Revelations of the National Security Agency (NSA)'s spying activities continue, with the latest from Edward Snowden involving how much information the agency has obtained from wireless carriers around the world.
Through the operation, called Auroragold, the NSA has been monitoring 70 percent of all mobile carriers through an undisclosed unit called Wireless Portfolio Management Office, according to Tech Times.
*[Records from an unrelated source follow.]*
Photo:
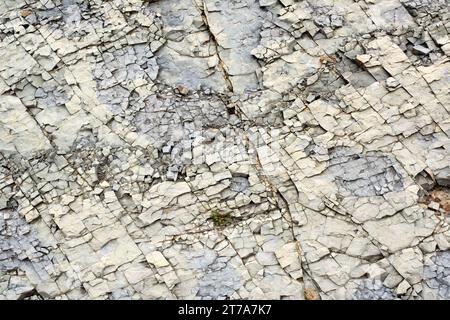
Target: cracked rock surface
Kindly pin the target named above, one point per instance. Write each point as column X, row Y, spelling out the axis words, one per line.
column 217, row 149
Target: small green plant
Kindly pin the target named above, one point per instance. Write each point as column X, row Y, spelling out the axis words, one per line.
column 220, row 219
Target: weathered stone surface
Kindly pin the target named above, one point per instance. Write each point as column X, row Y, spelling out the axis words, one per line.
column 206, row 149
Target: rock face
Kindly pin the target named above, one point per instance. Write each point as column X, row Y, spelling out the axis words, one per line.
column 204, row 149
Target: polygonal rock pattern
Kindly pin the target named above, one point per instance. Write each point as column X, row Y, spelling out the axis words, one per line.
column 214, row 149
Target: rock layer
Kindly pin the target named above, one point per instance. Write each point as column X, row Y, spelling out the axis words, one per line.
column 204, row 149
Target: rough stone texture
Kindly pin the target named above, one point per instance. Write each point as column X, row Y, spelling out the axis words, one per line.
column 204, row 149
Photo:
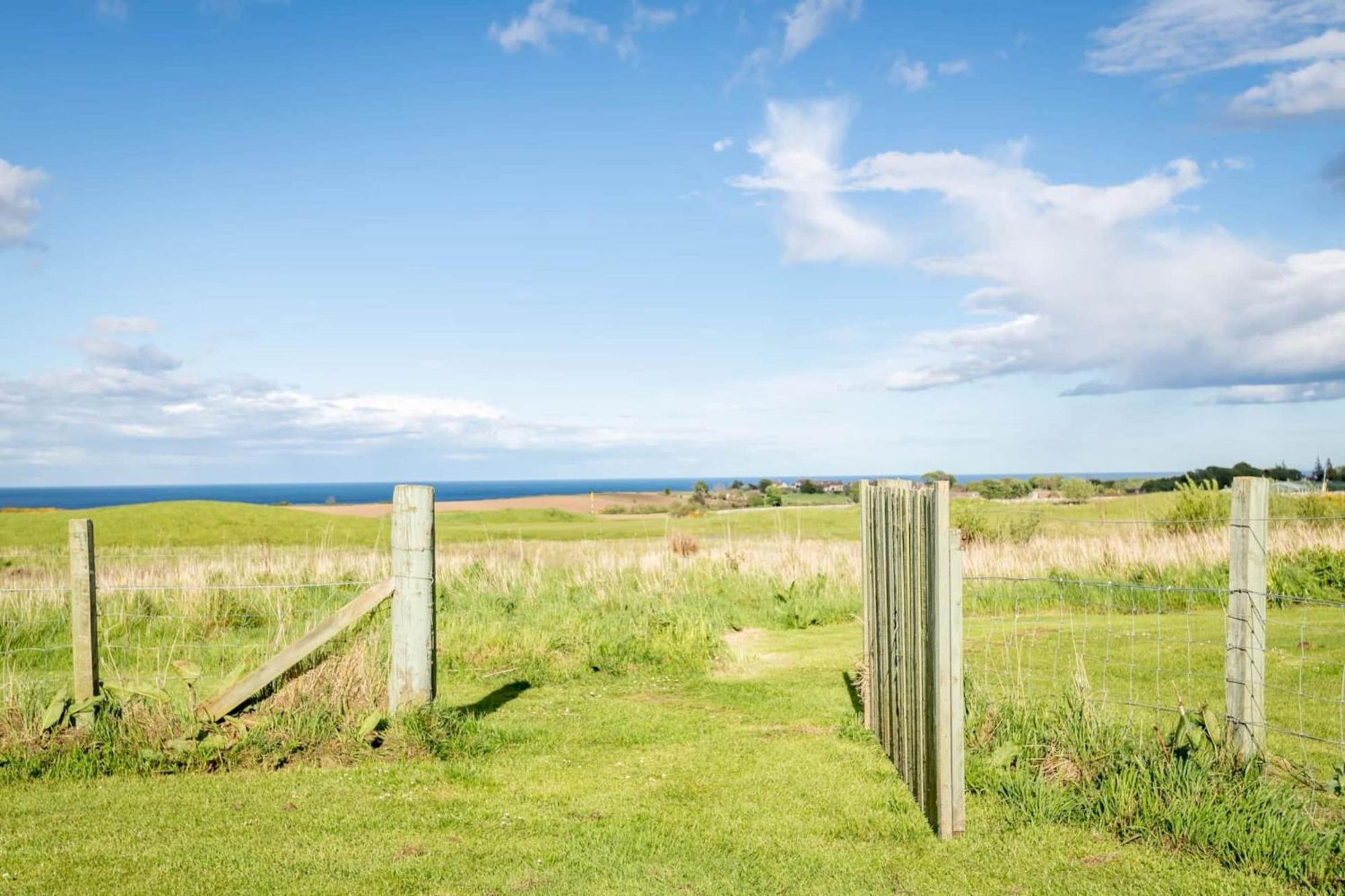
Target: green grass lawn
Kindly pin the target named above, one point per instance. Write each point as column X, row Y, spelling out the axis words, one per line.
column 753, row 779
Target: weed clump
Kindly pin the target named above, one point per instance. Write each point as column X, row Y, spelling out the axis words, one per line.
column 1061, row 763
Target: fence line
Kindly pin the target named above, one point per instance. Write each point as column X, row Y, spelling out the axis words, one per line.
column 913, row 611
column 1274, row 661
column 132, row 634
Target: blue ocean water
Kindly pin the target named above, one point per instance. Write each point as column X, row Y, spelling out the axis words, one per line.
column 361, row 493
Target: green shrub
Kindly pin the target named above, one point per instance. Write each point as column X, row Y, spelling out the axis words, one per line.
column 1061, row 763
column 1199, row 505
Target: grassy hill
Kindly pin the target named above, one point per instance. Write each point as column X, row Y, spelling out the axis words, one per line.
column 198, row 524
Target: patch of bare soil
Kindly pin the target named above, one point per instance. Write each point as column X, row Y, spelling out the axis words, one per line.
column 746, row 655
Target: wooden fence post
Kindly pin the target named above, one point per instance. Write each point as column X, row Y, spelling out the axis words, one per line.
column 84, row 614
column 958, row 709
column 1245, row 663
column 868, row 594
column 412, row 676
column 939, row 634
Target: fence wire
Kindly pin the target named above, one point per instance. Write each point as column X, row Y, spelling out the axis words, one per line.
column 224, row 612
column 1141, row 650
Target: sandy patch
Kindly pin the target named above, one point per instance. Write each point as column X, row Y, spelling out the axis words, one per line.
column 572, row 503
column 746, row 655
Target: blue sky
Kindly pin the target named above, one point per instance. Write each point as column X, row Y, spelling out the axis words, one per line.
column 247, row 241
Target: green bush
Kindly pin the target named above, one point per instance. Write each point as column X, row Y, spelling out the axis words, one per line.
column 1199, row 505
column 1062, row 763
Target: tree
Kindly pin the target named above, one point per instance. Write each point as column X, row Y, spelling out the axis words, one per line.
column 1078, row 489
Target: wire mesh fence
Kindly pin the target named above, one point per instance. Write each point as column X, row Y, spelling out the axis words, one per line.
column 1157, row 637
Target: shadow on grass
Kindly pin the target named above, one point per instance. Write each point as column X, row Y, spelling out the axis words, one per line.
column 853, row 689
column 496, row 700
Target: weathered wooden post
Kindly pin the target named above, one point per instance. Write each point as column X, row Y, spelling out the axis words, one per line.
column 957, row 705
column 84, row 614
column 1245, row 658
column 939, row 682
column 412, row 677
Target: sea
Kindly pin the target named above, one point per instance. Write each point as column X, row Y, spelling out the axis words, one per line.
column 362, row 493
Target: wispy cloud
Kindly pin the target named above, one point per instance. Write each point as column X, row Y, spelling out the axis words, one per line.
column 804, row 25
column 810, row 19
column 20, row 205
column 642, row 19
column 909, row 76
column 1077, row 279
column 115, row 10
column 801, row 155
column 130, row 399
column 545, row 21
column 1182, row 38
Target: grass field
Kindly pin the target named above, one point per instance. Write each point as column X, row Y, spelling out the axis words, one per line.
column 621, row 717
column 193, row 524
column 753, row 778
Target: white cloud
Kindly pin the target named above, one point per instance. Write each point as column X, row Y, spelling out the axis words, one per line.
column 131, row 401
column 753, row 68
column 1282, row 395
column 232, row 9
column 804, row 25
column 1086, row 282
column 810, row 19
column 124, row 325
column 642, row 19
column 18, row 204
column 909, row 76
column 1182, row 38
column 544, row 21
column 115, row 10
column 801, row 163
column 1303, row 92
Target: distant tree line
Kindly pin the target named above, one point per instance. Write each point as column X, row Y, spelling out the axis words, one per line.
column 1328, row 473
column 1225, row 477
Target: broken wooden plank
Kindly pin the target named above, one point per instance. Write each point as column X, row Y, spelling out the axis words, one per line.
column 232, row 697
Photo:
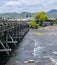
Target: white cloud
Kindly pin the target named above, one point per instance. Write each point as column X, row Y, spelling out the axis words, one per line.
column 12, row 3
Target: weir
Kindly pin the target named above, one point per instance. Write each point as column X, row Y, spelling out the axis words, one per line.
column 11, row 34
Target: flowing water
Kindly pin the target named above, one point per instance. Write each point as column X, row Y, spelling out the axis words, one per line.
column 38, row 45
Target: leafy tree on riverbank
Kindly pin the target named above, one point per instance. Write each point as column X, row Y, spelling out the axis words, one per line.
column 32, row 24
column 40, row 17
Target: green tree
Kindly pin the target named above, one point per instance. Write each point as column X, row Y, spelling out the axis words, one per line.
column 27, row 15
column 32, row 24
column 40, row 17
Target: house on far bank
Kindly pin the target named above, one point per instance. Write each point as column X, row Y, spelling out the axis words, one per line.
column 48, row 22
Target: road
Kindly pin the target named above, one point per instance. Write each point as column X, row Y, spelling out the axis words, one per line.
column 39, row 47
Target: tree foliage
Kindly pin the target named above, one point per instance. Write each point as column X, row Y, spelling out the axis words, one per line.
column 32, row 24
column 40, row 17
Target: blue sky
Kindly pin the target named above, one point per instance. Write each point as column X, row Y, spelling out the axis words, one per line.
column 27, row 5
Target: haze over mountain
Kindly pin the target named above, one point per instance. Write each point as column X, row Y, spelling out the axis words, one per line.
column 52, row 14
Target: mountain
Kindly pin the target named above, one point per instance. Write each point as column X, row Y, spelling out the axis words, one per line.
column 52, row 13
column 16, row 15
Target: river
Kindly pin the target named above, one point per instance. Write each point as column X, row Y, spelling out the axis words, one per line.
column 39, row 47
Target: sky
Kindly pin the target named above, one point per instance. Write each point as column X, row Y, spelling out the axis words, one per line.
column 33, row 6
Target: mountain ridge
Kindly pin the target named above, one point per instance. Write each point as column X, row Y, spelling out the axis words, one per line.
column 51, row 13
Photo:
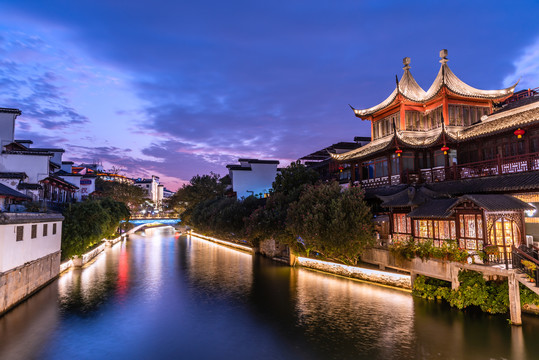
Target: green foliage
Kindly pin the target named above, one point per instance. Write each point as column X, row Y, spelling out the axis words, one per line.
column 425, row 250
column 490, row 296
column 332, row 221
column 132, row 196
column 269, row 220
column 224, row 217
column 429, row 288
column 528, row 297
column 292, row 180
column 87, row 223
column 200, row 188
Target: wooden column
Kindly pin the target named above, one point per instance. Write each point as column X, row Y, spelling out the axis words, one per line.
column 514, row 299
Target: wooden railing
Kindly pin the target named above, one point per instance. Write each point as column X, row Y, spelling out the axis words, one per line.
column 532, row 270
column 493, row 167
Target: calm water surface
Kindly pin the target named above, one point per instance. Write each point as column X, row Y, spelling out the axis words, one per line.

More than 1,200 email addresses of significant wireless carrier employees have been hacked to obtain technical data to be used to find vulnerabilities in networks that can be exploited for surveillance.
The NSA was also revealed to be using technical documents called IR.21s, which are sent among network operators to allow call roaming for customers traveling overseas, in order to put new security flaws in communication systems. As a result, the agency will receive information about new technologies carriers are using, which they can then study to find security flaws to take advantage of. The organization is also said to hand this and other collected information to other intelligence agencies in the U.S. as well as NSA counterparts in allied countries.
Targets of this operation include Verizon, AT&T, Vodafone and other members of the GSM Association, Tech Times reported. Microsoft, Facebook, Samsung, Cisco, Ericsson, Nokia and other international organizations have also fell victim to this program.
Getting involved in ethical issues of hacking into private companies and spying on their customers is only one issue security experts find with Aurorragold. Mikko Hypponen, a security researcher at F-Secure, says government agencies won't be the only ones who could take advantage of these security holes, as criminals and terrorists could as well.
"If there are vulnerabilities on those systems known to the NSA that are not being patched on purpose, it's quite likely they are being misused by completely other kinds of attackers," Hypponen said. "When they start to introduce new vulnerabilities, it affects everybody who uses that technology; it makes all of us less secure."
Vanee' Vines, spokesperson for the NSA, argued that the agency works within the law and only spies on terrorists, weapons distributors and "valid foreign targets," not "ordinary people." While declining to comment on Auroragold, Vines said the NSA aims at ensuring the Internet is "open, interoperable and secure."
"NSA deeply values these principles and takes great care to honor them in the performance of its lawful foreign intelligence mission," she said.